Ebenso bezeichnend ist die Mitteilung, die Mozarts Schwager, Jos. Lange, in seiner Selbstbiographie (S. 181) macht: »Nie war Mozart weniger in seinen Gesprächen und Handlungen für einen großen Mann zu erkennen, als wenn er gerade mit einem wichtigen Werk beschäftigt war. Dann sprach er nicht nur verwirrt durcheinander, sondern machte mitunter Spässe einer Art, die man an ihm nicht gewohnt war; ja, er vernachlässigte sich sogar absichtlich in seinem Betragen. Dabei schien er doch über nichts zu brüten und zu denken. Entweder verbarg er vorsätzlich aus nicht zu enthüllenden Ursachen seine innere Anstrengung unter äußerer Frivolität; oder er gefiel sich darin, die göttlichen Ideen seiner Musik mit den Einfällen platter Alltäglichkeit in scharfen Kontrast zu bringen und durch eine Art von Selbstironie zu ergötzen.« An Selbstironie ist dabei natürlich nicht zu denken; eher an eine Art Notwehr, in der sich der dem Alltäglichen dienstpflichtige materielle Mensch gegen die Übermacht des Geistes verteidigt. Oder auch an das Schamgefühl des fein und zart empfindenden Künstlers, der vor der Umwelt die Wunder zu verheimlichen strebt, die in ihm sich vollziehen.

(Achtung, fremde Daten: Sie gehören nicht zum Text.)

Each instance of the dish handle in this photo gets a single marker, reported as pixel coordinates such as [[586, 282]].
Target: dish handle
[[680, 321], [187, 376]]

Natürlich, wer nun bloß dieses Äußere sah, mußte denken, das sei überhaupt keine Arbeit. Selbst der Vater erkannte in dieser Hinsicht die Art seines Sohnes nicht. Auch er schätzte nur das als Arbeit, was er sah, und bedachte nicht, daß wenn sein Sohn sich zur Niederschrift hinsetzte, eigentlich bereits alles gearbeitet war, trotzdem ihm dieser das oft genug sagte; so z. B. einmal von München aus, als er dort am »Idomeneo« arbeitete, wo er ihm schrieb: »Komponiert ist schon alles, aber geschrieben noch nicht.« Dabei ist es so leicht erklärlich, daß Mozart vor der Niederschrift zurückschreckte; sie war ja für ihn eigentlich gleich einer rein handwerksmäßigen Arbeit, im Grunde mechanische Abschrift eines innerlich Fertigen. Nun mag es ja sein, daß bei diesem »Auf-die-lange-Bank hinausschieben«, wie es der Vater nannte, gelegentlich etwas nicht fertig geworden ist. Aber angesichts der riesigen Zahl der Mozartschen Werke müssen wir schon rein äußerlich von einem ganz gewaltigen Fleiß sprechen. Nicht bei allen ähnlich veranlagten Genies können wir das gleiche sagen. Lionardo da Vinci z. B., zweifellos eine der produktivsten Naturen, die es je gegeben hat, ist nur selten zur vollendeten Gestaltung seiner genial erschauten und innerlich fertig gestalteten Werke gelangt. Während der Arbeit an der Gestaltung des Äußeren nahm ihn die innere Produktion eines Neuen bereits derartig in Anspruch, daß er nicht nur die Lust, sondern auch die Spannkraft zur äußeren Vollendung der älteren Werke verlor. In herrlicher Weise hat der Russe Mereschkowski in seinem Roman »Lionardo da Vinci« den Wegen dieser eigenartigen Genialität nachgespürt.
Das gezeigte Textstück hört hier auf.